Non-operative treatment begins with physical therapy, anti-inflammatory medication, and avoiding painful activities. Your surgeon may suggest a cortisone shot given under x-ray directly into the hip joint. This shot combines a local anesthetic, such as lidocaine, with the cortisone. If the patient's pain resolves when the joint is filled with anesthetic, then the surgeon knows the problem is inside the joint. If pain is unchanged despite the anesthetic in the hip, the surgeon will look for another cause.
Operative treatment consists of a hip arthroscopy and labral repair or debridement. Debridement removes torn or injured tissue, leaving only healthy tissue behind. A debridement is performed when the labrum is heavily damaged, and cannot be repaired. In a labral repair, your surgeon will sew detached cartilage back to the hip socket using plastic devices containing suture called anchors.
An abductor tear of the hip is a tear of the gluteus medius or minimus, two of the muscles responsible for moving the leg away from the body. They attach on the greater trochanter, a bump on the outside of the hip. The tendons are located just below the trochanteric bursa. Inflammation of, or injury to, the abductor tendons will often cause trochanteric bursitis.
Tears can occur as a result of an injury, or from age-related degeneration in the tendon.
Patients will complain of pain and tenderness in the lateral aspect of the upper thigh. They may walk with a limp, or have trouble keeping their pelvis level while standing on one leg.
Your surgeon will perform a physical exam and examine your gait. X-rays are unremarkable.
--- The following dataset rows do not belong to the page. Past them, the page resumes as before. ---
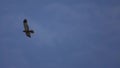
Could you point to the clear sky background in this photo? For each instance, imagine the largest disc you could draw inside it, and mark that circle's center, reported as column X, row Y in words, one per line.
column 68, row 34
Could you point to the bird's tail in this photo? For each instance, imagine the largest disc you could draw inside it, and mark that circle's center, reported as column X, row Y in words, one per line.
column 31, row 31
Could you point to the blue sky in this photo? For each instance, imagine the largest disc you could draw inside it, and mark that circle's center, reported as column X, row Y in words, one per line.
column 68, row 34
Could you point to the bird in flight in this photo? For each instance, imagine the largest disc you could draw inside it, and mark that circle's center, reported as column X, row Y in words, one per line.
column 26, row 28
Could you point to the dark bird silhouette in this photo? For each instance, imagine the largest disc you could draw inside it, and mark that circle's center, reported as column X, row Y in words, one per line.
column 26, row 28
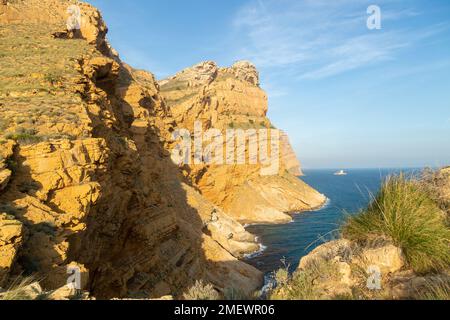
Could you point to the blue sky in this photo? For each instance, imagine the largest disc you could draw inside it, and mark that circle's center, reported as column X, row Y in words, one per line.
column 348, row 96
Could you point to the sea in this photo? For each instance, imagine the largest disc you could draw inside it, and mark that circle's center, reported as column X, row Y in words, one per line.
column 284, row 245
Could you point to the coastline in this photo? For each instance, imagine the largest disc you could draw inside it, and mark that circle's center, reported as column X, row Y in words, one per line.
column 262, row 247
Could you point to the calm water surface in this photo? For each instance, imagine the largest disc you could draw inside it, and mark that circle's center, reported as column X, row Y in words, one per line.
column 290, row 242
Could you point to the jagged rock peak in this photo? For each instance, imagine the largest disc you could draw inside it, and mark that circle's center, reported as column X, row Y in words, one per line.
column 205, row 72
column 246, row 71
column 199, row 74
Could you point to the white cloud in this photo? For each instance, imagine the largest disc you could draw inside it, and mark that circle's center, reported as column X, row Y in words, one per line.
column 315, row 39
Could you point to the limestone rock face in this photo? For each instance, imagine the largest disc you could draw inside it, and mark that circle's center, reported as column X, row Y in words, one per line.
column 245, row 71
column 289, row 157
column 223, row 99
column 10, row 241
column 353, row 269
column 85, row 173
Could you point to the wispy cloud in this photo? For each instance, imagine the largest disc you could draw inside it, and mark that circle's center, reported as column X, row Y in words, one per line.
column 316, row 39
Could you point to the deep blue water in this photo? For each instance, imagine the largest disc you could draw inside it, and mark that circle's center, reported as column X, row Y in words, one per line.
column 347, row 195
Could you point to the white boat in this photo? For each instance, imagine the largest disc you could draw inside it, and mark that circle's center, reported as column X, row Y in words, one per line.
column 340, row 173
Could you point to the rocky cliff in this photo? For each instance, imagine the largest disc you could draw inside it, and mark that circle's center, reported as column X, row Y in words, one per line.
column 85, row 175
column 230, row 98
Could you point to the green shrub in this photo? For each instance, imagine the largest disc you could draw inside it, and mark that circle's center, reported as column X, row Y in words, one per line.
column 22, row 289
column 201, row 291
column 304, row 284
column 435, row 290
column 404, row 212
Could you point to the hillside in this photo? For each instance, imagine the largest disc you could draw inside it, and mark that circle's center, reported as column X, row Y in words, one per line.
column 230, row 98
column 86, row 175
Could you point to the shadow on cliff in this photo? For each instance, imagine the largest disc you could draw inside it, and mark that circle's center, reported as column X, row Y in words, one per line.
column 142, row 238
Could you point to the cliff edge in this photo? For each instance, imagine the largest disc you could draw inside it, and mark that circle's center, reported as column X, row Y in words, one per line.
column 223, row 99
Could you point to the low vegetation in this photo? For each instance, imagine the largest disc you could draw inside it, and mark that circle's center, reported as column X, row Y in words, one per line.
column 409, row 212
column 201, row 291
column 303, row 284
column 21, row 289
column 404, row 212
column 435, row 290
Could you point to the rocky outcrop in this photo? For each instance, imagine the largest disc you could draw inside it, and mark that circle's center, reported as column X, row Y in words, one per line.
column 345, row 269
column 289, row 158
column 10, row 241
column 226, row 99
column 86, row 174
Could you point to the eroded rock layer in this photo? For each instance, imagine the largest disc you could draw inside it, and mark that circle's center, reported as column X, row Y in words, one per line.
column 85, row 175
column 230, row 99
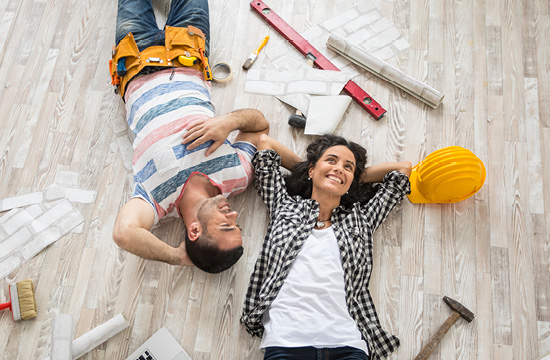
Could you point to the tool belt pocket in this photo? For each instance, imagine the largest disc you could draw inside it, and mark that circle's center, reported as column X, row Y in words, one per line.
column 126, row 56
column 187, row 42
column 183, row 47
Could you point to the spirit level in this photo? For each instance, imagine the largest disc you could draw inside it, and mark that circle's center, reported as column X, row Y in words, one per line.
column 352, row 89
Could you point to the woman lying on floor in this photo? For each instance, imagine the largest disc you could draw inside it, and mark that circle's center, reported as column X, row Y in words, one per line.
column 308, row 296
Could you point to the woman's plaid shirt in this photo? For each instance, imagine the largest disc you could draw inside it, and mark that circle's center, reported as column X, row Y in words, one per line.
column 291, row 222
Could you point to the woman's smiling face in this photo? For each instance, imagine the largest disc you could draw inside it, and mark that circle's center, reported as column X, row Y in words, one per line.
column 333, row 173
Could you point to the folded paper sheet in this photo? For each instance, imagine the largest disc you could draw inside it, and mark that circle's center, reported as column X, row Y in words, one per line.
column 380, row 68
column 325, row 113
column 62, row 336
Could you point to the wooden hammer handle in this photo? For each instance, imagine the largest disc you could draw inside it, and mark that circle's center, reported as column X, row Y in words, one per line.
column 430, row 346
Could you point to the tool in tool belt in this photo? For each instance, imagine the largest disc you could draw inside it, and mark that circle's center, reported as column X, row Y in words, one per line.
column 184, row 47
column 352, row 89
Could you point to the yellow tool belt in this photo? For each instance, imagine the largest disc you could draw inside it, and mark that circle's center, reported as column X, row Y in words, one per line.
column 187, row 42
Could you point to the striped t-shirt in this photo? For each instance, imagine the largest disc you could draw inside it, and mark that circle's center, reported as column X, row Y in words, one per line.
column 159, row 111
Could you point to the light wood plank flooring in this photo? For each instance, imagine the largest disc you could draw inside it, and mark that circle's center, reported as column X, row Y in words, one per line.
column 491, row 252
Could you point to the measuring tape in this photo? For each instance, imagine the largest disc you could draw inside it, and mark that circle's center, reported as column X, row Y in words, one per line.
column 366, row 101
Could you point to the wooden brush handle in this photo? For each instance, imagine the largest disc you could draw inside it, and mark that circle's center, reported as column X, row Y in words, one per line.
column 5, row 306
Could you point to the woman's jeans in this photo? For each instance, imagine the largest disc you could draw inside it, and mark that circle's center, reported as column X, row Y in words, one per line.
column 138, row 17
column 311, row 353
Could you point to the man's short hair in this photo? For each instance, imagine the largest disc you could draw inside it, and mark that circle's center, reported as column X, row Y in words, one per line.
column 208, row 257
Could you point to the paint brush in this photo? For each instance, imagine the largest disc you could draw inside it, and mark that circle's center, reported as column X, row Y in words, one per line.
column 22, row 302
column 248, row 63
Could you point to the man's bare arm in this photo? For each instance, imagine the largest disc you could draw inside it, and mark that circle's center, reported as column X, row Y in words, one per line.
column 132, row 233
column 289, row 159
column 251, row 124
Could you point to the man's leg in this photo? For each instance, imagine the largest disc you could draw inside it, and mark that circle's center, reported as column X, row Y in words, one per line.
column 138, row 17
column 191, row 12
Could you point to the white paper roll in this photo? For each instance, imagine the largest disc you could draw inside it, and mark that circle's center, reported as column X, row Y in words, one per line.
column 98, row 335
column 380, row 68
column 62, row 336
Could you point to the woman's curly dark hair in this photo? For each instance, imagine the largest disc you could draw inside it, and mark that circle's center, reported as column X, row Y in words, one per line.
column 297, row 182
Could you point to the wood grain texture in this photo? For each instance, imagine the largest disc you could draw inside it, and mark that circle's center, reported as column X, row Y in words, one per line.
column 490, row 252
MRI will confirm the tear.
Partial tears, or those with few symptoms, can be managed non-operatively with physical therapy to strengthen the abductors and muscles that perform similar functions.
Repair of the torn gluteus medius tendon can be accomplished with arthroscopic surgery. The surgeon removes the trochanteric bursa to expose the tear, then sutures the tendon to the bone using small plastic or metal devices containing suture.